Sama mam sceptyczne podejście. Było kilka zagadnień, którymi przyciągali ludzi do tego tematu, ale ja jakoś tego nie widzę. np. kilka poruszonych kwestii, które mi wpadły w oko:
1. Błoto - nie trzeba "kombinować" żeby nie mieć błota; wystarczy mieć odpowiednią ilość koni na dany obszar, a nie cisnać 10 koni na hektarze.
2. Wygoda sprzątania - nie uczysz koni załatwiać się tam gdzie stoją, tylko kupujesz SuperScooper.
3. Trawa - jak w 1. Odpowiednia ilość trawy na konia i nie trzeba "kombinować".

Są darmowe posty/nagrania o co chodzi. Nie trzeba się specjalnie zapisywać 🙂.
W takim razie muszę poczytać. Zwłaszcza, że może to być dla mnie interesujące, bo:
1. Przy 2 koniach / 2ha tez jest błoto. Mam taka glebę, ze po opadach błoto musi być.
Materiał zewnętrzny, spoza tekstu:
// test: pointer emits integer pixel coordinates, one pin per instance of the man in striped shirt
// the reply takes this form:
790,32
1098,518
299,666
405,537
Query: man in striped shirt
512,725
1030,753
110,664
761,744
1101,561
2. tym super sprzętem trzeba niestety, jeździć. Szkoda mi czasu na to. Wiec teraz w ogóle nie sprzątam z pastwiska.
3. mimo 1ha/konia, i pomimo kwaterowania, trawy wystarczy mi jeszcze na tydzień. Przestała rosnąć! A czasem pasły się do końca listopada.
4. Jeśli paśnik z sianem postawię zbyt blisko wiaty, to przestają chodzić.
Całą zimę nie ruszają się. A ruch jest wskazany.
Paddock paradise zniechęcił mnie, bo za dużo pracy wymagał. Może ta idea mnie zachwyci.